Les dirigeants du leader français du porc, le groupe coopératif Cooperl-Hunaudaye (Lamballe, Côtes d’Armor) ont confirmé, le 6 juin lors d’un point presse, tout l’intérêt qu’ils portent à un rapprochement avec Arca (Pays de la Loire) dont parle tout le landerneau porcin depuis plusieurs mois Cf Agra alimentation n° 2004 du 24.01.08 p.21. Si « la décision finale n’est pas encore prise », le président du groupe coopératif, Guy Dartois a précisé que la solution la plus raisonnable « serait la fusion », mais qu’elle ne pourra pas intervenir avant 2009.

Un élément qui prouve que les deux groupes ont d’ores et déjà étudié tous les scénarii possibles. Le directeur général, Emmanuel Commault précise qu’un regroupement permettrait d’économiser entre 5 et 10 millions d’euros par an. La fusion donnerait naissance au premier groupe français en production porcine avec 6,4 millions de porcs produits par an (3,7 pour Cooperl-Hunaudaye), soit le quart de la production française, et 5 millions transformés.

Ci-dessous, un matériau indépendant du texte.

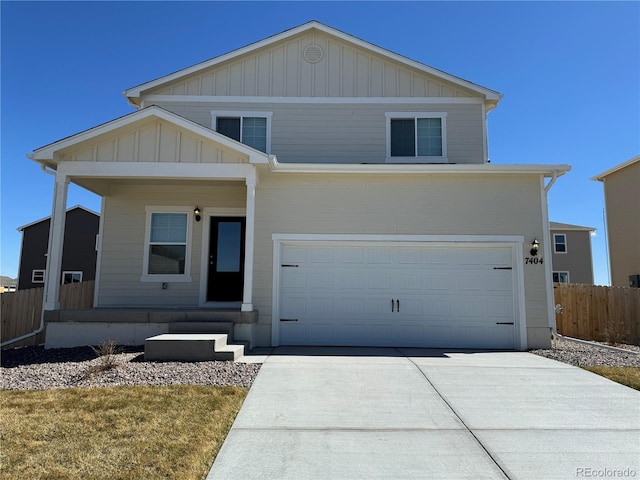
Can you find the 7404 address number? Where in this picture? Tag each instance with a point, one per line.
(533, 261)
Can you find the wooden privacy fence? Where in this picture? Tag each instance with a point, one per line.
(21, 310)
(603, 314)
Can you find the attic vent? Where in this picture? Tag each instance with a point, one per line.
(313, 53)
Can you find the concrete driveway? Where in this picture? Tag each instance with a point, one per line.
(367, 413)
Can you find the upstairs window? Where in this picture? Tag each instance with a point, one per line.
(251, 128)
(416, 137)
(560, 243)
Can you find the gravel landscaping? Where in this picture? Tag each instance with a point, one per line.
(34, 368)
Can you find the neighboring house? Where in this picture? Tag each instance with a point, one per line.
(622, 207)
(79, 255)
(332, 191)
(571, 253)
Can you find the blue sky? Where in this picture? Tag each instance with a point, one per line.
(569, 72)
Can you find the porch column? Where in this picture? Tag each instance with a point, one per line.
(247, 295)
(51, 299)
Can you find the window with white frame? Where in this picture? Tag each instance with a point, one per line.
(561, 277)
(251, 128)
(167, 245)
(37, 276)
(416, 137)
(71, 277)
(560, 243)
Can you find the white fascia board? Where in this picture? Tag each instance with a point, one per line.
(149, 170)
(49, 217)
(48, 152)
(313, 100)
(601, 176)
(430, 169)
(136, 92)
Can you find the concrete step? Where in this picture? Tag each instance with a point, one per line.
(191, 347)
(202, 327)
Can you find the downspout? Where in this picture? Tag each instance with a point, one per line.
(548, 269)
(40, 328)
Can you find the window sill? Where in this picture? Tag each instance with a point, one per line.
(417, 160)
(166, 278)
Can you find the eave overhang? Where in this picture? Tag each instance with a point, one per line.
(491, 96)
(47, 155)
(423, 169)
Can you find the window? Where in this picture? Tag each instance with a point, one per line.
(413, 137)
(561, 277)
(560, 243)
(251, 128)
(71, 277)
(37, 276)
(167, 253)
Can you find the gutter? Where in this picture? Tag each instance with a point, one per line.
(40, 328)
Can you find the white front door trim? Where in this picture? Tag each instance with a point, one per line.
(207, 213)
(515, 242)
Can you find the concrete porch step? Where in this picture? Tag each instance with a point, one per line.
(191, 347)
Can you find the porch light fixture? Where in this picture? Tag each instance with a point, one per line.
(534, 247)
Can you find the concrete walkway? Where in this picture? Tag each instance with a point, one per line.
(337, 413)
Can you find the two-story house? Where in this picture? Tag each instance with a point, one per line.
(571, 255)
(334, 192)
(79, 249)
(622, 206)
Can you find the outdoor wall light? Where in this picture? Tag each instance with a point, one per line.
(534, 247)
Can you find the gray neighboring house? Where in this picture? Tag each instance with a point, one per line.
(622, 204)
(571, 253)
(79, 251)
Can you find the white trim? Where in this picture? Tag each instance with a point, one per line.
(207, 213)
(426, 169)
(48, 152)
(150, 99)
(416, 115)
(242, 114)
(515, 242)
(555, 245)
(71, 272)
(137, 91)
(187, 171)
(33, 274)
(96, 291)
(181, 278)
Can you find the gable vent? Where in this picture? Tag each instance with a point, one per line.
(313, 53)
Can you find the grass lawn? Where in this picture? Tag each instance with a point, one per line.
(629, 376)
(115, 433)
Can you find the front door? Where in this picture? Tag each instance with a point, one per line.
(226, 259)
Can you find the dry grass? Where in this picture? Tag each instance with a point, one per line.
(115, 433)
(629, 376)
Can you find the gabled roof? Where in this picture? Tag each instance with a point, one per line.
(133, 94)
(568, 226)
(76, 207)
(628, 163)
(46, 154)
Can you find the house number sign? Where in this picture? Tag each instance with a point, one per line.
(533, 261)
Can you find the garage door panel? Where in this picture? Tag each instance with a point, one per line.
(449, 296)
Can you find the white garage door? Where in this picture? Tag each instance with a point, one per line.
(445, 295)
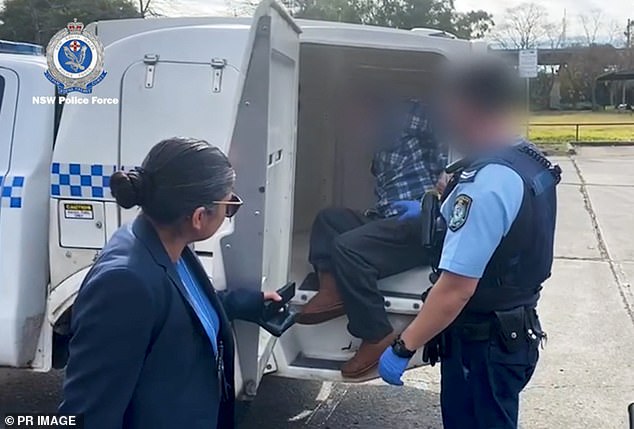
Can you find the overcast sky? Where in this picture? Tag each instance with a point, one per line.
(613, 17)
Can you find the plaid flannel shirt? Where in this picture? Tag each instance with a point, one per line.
(411, 167)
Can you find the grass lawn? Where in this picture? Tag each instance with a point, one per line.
(551, 130)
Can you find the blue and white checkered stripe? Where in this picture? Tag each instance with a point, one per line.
(11, 191)
(81, 180)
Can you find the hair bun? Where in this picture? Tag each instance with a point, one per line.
(128, 188)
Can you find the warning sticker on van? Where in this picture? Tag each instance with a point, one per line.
(78, 211)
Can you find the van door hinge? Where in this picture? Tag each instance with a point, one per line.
(218, 65)
(150, 61)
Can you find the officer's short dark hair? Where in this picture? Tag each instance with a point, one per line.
(484, 81)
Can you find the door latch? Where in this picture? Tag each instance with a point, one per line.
(150, 61)
(218, 65)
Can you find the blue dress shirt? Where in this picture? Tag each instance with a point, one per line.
(200, 303)
(491, 204)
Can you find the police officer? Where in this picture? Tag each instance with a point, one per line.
(499, 212)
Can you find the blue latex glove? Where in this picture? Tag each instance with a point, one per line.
(392, 367)
(407, 209)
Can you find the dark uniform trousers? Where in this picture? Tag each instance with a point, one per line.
(481, 383)
(358, 250)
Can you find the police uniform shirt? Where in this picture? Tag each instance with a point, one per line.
(479, 212)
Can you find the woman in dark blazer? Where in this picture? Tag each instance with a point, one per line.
(152, 345)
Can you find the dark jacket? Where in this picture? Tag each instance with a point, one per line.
(138, 356)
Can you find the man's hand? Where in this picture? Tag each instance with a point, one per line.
(392, 367)
(442, 182)
(272, 296)
(407, 209)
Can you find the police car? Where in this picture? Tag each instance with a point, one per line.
(234, 82)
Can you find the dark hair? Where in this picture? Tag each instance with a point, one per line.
(177, 176)
(485, 81)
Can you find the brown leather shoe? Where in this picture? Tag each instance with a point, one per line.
(367, 357)
(325, 305)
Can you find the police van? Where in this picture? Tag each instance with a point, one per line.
(236, 83)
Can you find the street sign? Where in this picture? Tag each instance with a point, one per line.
(528, 63)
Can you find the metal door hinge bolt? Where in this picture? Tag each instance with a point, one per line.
(150, 61)
(218, 65)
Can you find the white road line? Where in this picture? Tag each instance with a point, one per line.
(324, 392)
(301, 416)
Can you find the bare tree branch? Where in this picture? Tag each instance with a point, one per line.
(522, 26)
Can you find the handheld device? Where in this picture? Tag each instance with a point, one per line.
(276, 316)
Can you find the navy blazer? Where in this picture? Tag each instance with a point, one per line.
(139, 357)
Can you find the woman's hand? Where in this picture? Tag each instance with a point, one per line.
(272, 296)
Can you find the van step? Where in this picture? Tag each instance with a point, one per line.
(311, 284)
(315, 363)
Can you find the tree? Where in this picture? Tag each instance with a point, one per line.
(522, 26)
(36, 21)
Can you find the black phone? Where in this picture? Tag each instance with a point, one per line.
(271, 308)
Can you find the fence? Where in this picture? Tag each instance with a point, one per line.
(586, 131)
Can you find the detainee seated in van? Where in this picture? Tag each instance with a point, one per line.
(350, 250)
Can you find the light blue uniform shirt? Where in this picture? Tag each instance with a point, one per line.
(200, 303)
(479, 214)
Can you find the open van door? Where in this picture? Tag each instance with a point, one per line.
(257, 254)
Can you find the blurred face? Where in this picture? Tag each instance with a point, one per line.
(472, 128)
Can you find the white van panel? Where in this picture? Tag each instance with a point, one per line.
(26, 138)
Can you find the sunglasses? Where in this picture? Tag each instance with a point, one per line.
(232, 205)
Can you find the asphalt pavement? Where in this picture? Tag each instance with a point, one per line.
(585, 378)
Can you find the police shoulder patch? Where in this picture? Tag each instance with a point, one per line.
(460, 212)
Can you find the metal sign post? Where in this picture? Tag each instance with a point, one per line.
(527, 66)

En attendant, la crise en amont de la filière se poursuit et n’est pas sans conséquences sur l’activité de la coopérative de Lamballe, à la fois groupement de producteurs, fabricant d’aliments, abatteur et découpeur de viande. Si son chiffre d’affaires a progressé à 1,051 milliard d’euros (60 % issu de l’industrie de la viande), les résultats se sont effondrés à 7,5 millions d’euros contre 13,4 millions l’année précédente.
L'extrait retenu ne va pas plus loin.